Nice post. I just like it. I blogged ( few days back on the similar topic- how to split KM into different worktasks, programs. Tim’s post has good explanations.

Posted on February 11, 2010 at 05:04 AM | Comment permalink


@Christian, I like your suggestion for a discipline for Analysis and Statistics; it would mean, as you mentioned, to provide management input to make better decisions

@Nick, I agree with you that After Action Reviews (collecting & sharing experiences) should be part here. I see this task as a part of project management and I have included it in ‘Collaboration’. But it could also be in ‘Information Management’. In our company, we see AAR as the connecting point between collaboration and our library.

@Naguib, I have seen your blog and I am positively surprised how similar our thoughts are; we can’t be so wrong wink

Thanks a lot to all comments and readers.

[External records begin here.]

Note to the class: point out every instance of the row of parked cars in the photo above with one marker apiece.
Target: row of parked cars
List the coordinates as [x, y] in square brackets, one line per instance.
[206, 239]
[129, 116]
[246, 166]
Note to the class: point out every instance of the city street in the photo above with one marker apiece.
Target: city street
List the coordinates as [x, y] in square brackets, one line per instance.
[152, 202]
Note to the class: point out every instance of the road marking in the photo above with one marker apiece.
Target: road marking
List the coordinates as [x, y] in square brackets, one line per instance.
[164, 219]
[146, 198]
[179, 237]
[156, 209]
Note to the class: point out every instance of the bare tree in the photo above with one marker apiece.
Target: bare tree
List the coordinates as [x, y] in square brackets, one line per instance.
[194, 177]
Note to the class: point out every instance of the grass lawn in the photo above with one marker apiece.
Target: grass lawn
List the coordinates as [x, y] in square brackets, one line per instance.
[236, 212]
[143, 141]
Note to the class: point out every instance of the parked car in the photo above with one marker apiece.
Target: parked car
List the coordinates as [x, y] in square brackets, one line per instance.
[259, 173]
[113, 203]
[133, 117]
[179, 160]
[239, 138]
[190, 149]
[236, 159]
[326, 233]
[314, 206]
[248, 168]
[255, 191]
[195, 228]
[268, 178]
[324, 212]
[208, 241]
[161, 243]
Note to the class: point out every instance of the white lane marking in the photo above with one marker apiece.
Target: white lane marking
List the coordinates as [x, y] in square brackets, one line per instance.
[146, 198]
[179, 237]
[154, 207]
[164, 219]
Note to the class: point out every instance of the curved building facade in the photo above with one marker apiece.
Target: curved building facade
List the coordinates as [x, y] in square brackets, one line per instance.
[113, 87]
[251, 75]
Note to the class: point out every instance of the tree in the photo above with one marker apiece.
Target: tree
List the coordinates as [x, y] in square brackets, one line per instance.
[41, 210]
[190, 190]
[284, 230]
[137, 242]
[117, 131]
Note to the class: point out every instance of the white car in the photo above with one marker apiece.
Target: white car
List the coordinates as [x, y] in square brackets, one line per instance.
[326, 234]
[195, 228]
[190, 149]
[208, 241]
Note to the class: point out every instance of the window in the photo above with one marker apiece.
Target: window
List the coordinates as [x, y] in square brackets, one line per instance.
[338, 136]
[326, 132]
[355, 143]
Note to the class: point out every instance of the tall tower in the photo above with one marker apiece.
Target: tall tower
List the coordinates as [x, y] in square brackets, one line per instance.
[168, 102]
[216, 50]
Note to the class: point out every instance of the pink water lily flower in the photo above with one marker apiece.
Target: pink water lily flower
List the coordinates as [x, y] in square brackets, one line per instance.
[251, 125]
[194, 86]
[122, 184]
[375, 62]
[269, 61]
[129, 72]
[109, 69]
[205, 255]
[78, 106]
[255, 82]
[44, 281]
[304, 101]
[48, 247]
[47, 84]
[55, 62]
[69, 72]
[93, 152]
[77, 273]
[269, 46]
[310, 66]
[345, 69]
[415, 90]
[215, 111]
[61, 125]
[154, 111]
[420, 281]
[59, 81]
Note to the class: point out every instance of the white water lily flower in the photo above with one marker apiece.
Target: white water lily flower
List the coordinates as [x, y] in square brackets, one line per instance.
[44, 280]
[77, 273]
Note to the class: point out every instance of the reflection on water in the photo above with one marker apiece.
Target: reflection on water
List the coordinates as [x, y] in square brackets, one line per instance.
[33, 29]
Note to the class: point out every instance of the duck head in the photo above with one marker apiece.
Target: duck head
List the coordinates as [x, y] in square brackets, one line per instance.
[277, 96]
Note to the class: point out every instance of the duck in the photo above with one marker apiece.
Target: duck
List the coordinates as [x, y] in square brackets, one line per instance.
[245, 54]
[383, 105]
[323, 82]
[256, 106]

Posted on February 11, 2010 at 06:43 AM | Comment permalink

Ralph Poole

In my experience it is point number 4, which you all networking, that is most important.  The greatest amount of information is transferred and people learn more quickly when they talk with their colleagues.  Codifying information is necessary, but then connecting the content to a real person with whom you can discuss results is essential.

Morten Hansen wrote about this in his HBR article in 1999 called “What’s your Knowledge Stragegy”.  It is essential to get the mix of conversation and document sharing right, in order to gain the most benefit from Knowledge Management

Posted on February 22, 2010 at 06:10 AM | Comment permalink

Md Santo

I do agree with your five disciplines plus related disciplines if needed in practicing KM. But, I have suggestion derived from my own KM framework, called as Human System Biology-based KM system, that prior to implement a KM, we should know the “genome structure” of the organization. What so called “genome structure” here, is the “DNA pattern” of the organization. Here I use the term Enterprise DNA which is consist of two compulsory structures. First, the ENTERPRISE ARCHITECTURE providing the (genetic) information of the pattern of Content and the Contextual aspect. Second, the TAXONOMY – METADATA MANAGEMENT of the organization.